The other thing that delighted me on opening the book was the art of Ronan Cliquet, which is super-slick without being soulless. There’s an elegance to his compositions and linework, and a pleasing humanity to his characters, whether in the streets or in Bruce’s swanky new townhouse (apparently he’s no longer infinitely wealthy, simply mega-rich). Colour artist Nick Filardi also deserves credit for finishing the art with his well-chosen tones, which range from blues and oranges for the city streets to, well, everything for Dick’s Christmas jumper. Credit, too, to Andworld Design for a sharp lettering job.

Illustrator Travis Moore and colourist Alejandro Sanchez’s cover isn’t the most Christmassy, but it’s extremely good, with Dick visiting one of his gargoyle chums. The rendering of the costume material is very impressive, there is no doubt at all that Nightwing is a guy who dresses to emphasise his physical assets, as noted by that Mom in the panel above. And if this is the final issue of Nightwing until after the coming DC Multiverse jump, it’s a suitably iconic image to go out on.

Holiday tales aren’t common in comics these days. Don’t miss this one.

8 thoughts on “Nightwing #77 review

  1. Love that line about the suit being ‘definitely real’. Jurgens and other writers have really leaned into the ‘Nightwing is a sexy beast and walking thirst trap’ angle over the past few years. 🙂

    Liked by 1 person

    1. I’m not a big fan of the Dick/Babs business, having grown up with Robin as a Teen Wonder and Babs as a grown woman – but they’ve been flirting since Batman Family in the Seventies so I should stop resisting. Maybe a sustained period of actual dating would let them see if they can work as a couple, of whether it’d just a physical attraction. I don’t doubt Taylor and Redondo will do a brilliant job, whatever.

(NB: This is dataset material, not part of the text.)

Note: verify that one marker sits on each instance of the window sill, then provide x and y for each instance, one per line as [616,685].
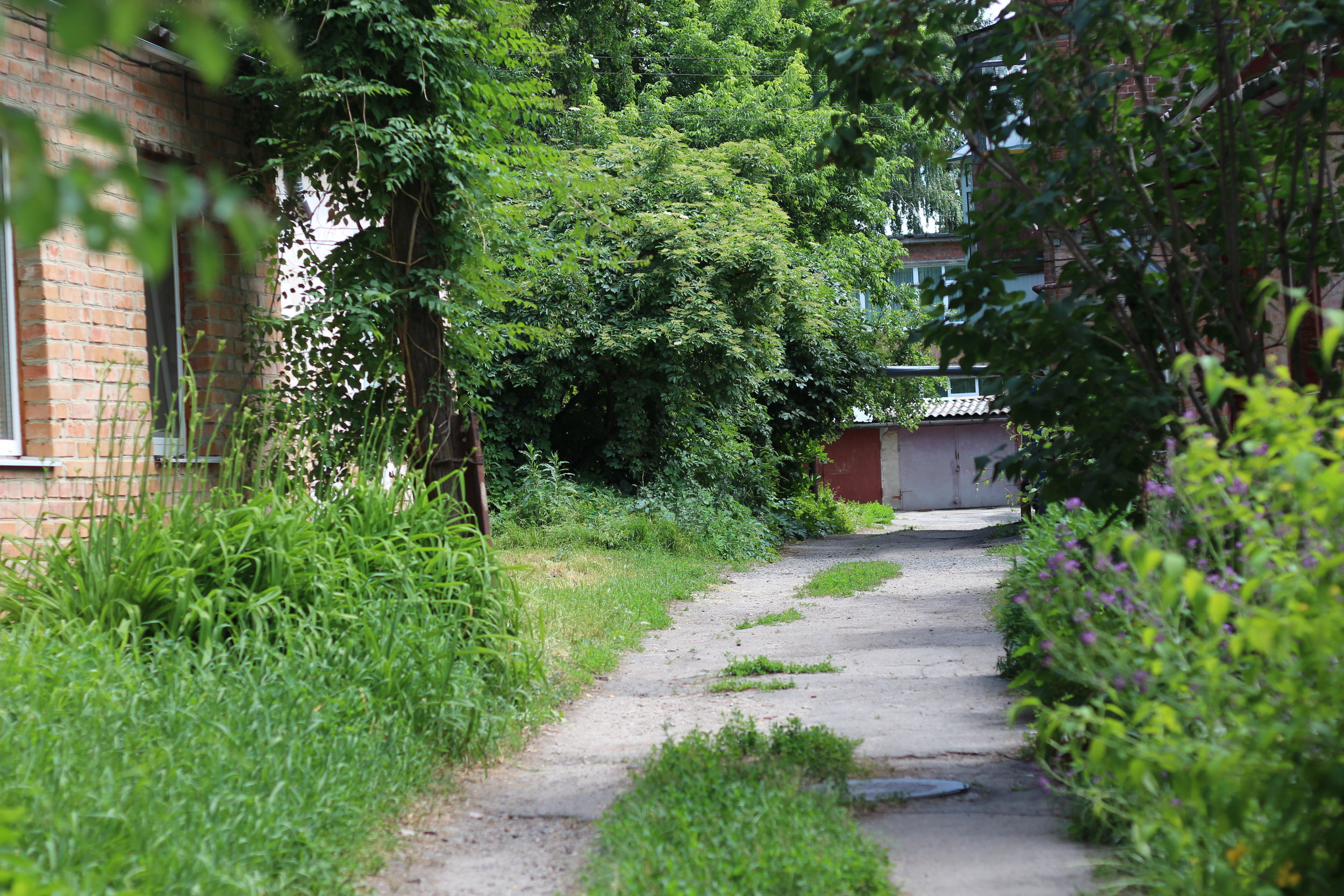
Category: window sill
[30,461]
[181,460]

      1. I loved when they followed Starfire with Babs, even finessing the ages to make it better. I never minded Starfire as Dick’s girl when he belonged in Teen Titans. It was written well and worked with every member a different super hero genre. Solo Dick belongs with Babs though and I will fight anyone on this!


  2. Jurgens became the writer brought in to first make Ric work then clean up Didio’s latest hate crime on Nightwing. The run won’t enter his ten best list but he did great work with what they allowed. Even he couldn’t make Punchline credible though.

    This issue was okay by me, not bad and not great. The company ‘hiring’ Batman and how pat and heart warming the problem was solved was just too Denny O’Neil Seventies Relevant for me to enjoy too much. Why didn’t Bruce do something like this but actually substantial before? Why wasn’t Babs all het up on this very topic like she was in her book that was just mercy killed?

    Ugh. I do natter on…

    Liked by 1 person

    1. And I love you for it, comics chat is great. I’m rather pleased Barbara didn’t launch into a relevancy lecture here, as you note, this issue wasn’t short of Seventies-style people in need. What a shame these comics never cease to bedtime.

      I took a look at last issue, and find it a total shame Dick apparently dumped his latest girlfriend purely so the slate would be wiped clean for the upcoming romance with Babs. still, Bea wasn’t killed, so that’s a win, I suppose.